Credit: M&S

M&S can't give up on clothes just yet

The retailer's non-food sales are still in the doldrums, but it needs to remain more than a posh supermarket.

by Jack Torrance
Last Updated: 04 Nov 2015

It seems Marks & Spencer's supposed turnaround in clothing sales was short-lived. After reporting decent quarterly growth in its 'general merchandise' category back in April, today the retailer was back to its familiar like-for-like pattern of growth in food, decline in clothes. It's a pattern that's haunted chief executive Marc Bolland for most of the time since he took over in 2010.
Of course, its market update didn't quite put it like that. Apparently like-for-like growth of 0.3% in food is 'excellent' yet a like-for-like decline of 0.4% for general merchandise equates to 'broadly level.'  Work that one out. 'The hard numbers show that Marc Bolland's much touted recovery in General Merchandise has come off the rails once again,' said retail consultant John Ibbotson of Retail Vision.

Admittedly overall general merchandise sales were up 0.2%, but there's only so many new stores you can open - especially when, it seems, nobody wants your clothes anymore. Online sales haven't exactly been soaring in the last few years either – although they were up 38.7%, M&S itself admits that was against a particularly 'soft' comparative last year.

The differing performance of its food and clothes is rather striking.
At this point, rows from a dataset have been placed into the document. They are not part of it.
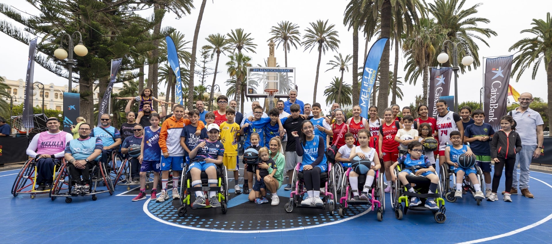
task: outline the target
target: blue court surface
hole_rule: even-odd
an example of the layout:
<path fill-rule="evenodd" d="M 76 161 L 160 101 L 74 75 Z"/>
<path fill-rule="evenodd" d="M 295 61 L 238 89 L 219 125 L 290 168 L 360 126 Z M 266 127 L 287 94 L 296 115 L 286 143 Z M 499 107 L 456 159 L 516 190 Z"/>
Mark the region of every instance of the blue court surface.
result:
<path fill-rule="evenodd" d="M 397 220 L 389 203 L 384 219 L 375 212 L 357 207 L 342 218 L 323 209 L 295 209 L 287 213 L 284 205 L 289 191 L 278 192 L 278 206 L 247 201 L 243 194 L 230 194 L 229 209 L 189 210 L 177 214 L 178 200 L 131 202 L 135 189 L 116 186 L 113 196 L 63 198 L 54 200 L 47 194 L 31 199 L 28 194 L 14 197 L 10 189 L 19 170 L 0 172 L 2 242 L 71 243 L 476 243 L 552 242 L 552 175 L 531 173 L 528 199 L 513 195 L 513 202 L 484 200 L 477 206 L 473 197 L 464 195 L 447 202 L 446 222 L 438 224 L 429 212 L 410 210 Z M 499 192 L 503 187 L 501 183 Z M 229 181 L 230 182 L 233 181 Z M 230 183 L 230 182 L 229 182 Z M 233 184 L 230 183 L 231 186 Z M 233 192 L 233 188 L 230 191 Z M 149 191 L 147 191 L 149 194 Z"/>

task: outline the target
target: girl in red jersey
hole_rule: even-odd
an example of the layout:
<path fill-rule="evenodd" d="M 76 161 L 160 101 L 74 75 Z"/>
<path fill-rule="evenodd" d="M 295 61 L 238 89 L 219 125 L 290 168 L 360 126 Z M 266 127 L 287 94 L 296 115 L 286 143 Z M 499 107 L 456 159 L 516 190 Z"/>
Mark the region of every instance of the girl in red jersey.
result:
<path fill-rule="evenodd" d="M 393 110 L 387 108 L 383 112 L 384 122 L 379 128 L 379 142 L 378 143 L 378 151 L 379 158 L 383 161 L 384 167 L 380 170 L 385 173 L 385 178 L 387 180 L 387 187 L 385 192 L 391 191 L 391 173 L 389 167 L 399 158 L 399 143 L 395 141 L 395 136 L 397 135 L 399 129 L 402 129 L 402 126 L 399 121 L 393 119 Z"/>
<path fill-rule="evenodd" d="M 354 145 L 359 145 L 358 131 L 364 128 L 364 124 L 366 124 L 366 119 L 360 117 L 360 113 L 362 110 L 360 106 L 354 105 L 353 106 L 353 117 L 349 118 L 347 123 L 349 124 L 349 132 L 353 134 L 354 137 Z"/>

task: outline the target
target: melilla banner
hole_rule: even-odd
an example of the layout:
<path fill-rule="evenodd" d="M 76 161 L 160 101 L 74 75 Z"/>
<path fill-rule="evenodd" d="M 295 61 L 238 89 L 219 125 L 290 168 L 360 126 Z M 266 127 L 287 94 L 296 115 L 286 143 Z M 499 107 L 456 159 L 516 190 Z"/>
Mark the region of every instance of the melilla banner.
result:
<path fill-rule="evenodd" d="M 362 73 L 362 83 L 360 85 L 360 97 L 359 104 L 362 113 L 360 116 L 363 118 L 368 118 L 368 105 L 370 102 L 370 95 L 372 94 L 374 88 L 374 83 L 375 82 L 378 74 L 378 67 L 381 59 L 381 53 L 385 47 L 385 43 L 389 39 L 381 37 L 378 39 L 375 43 L 370 48 L 368 55 L 366 57 L 364 62 L 364 69 Z"/>

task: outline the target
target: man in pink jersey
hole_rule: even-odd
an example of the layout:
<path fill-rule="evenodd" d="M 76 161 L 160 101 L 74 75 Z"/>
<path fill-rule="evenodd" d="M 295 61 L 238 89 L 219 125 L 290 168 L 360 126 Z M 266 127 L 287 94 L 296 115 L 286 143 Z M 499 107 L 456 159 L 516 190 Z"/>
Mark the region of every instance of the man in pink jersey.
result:
<path fill-rule="evenodd" d="M 49 190 L 52 185 L 54 167 L 65 154 L 65 145 L 73 135 L 60 131 L 60 120 L 50 117 L 46 121 L 48 131 L 33 138 L 27 148 L 27 155 L 35 159 L 36 165 L 36 191 Z"/>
M&S has been well-placed to take advantage of middle class shoppers ditching the 'Big Four' supermarkets and searching out something a little more refined. It's capitalised on that by opening an increasing number of 'Simply Food' stores since 2001, but it's not time for M&S to give up on clothes for good just yet – for a couple of reasons.

Firstly the market for groceries isn't all that fresh. Though M&S might have the edge on blander offerings from the likes of Tesco and Sainsbury's, its consumers still demand good value and won't tolerate poor quality. Throw in the direct competition from Waitrose and specialist grocers and it's clear M&S needs from a fallback option for when times get tougher sometime in the future.

It probably wouldn't go down so well with investors either. Though it's been declining for a while, general merchandise still racks up £4bn of sales, or 43% of all M&S's UK revenues. Even if it continues to grow, it will be a long time before M&S's food business can replace that.

There's no easy fix though – Bolland can't force the general public to like the clothes he is selling. Under his leadership M&S clothes have undergone a series of revamps and branding exercises, but while a few 'hot pieces' like this year's suede dress have captured some attention, that's not been enough to turn things around.  

'Whilst Marks and Spencer are to be applauded for attracting great press for one or two key pieces each season, the fanfare does not translate through to sales,' says Phil Dorrell,  partner at consultants Retail Remedy. 'These pieces rarely have the distribution or stock to be able to deliver anything more than column inches.'

Bolland has the unenviable task of facing investors at the M&S AGM today. More than a few people will be wondering if it could be for the last time.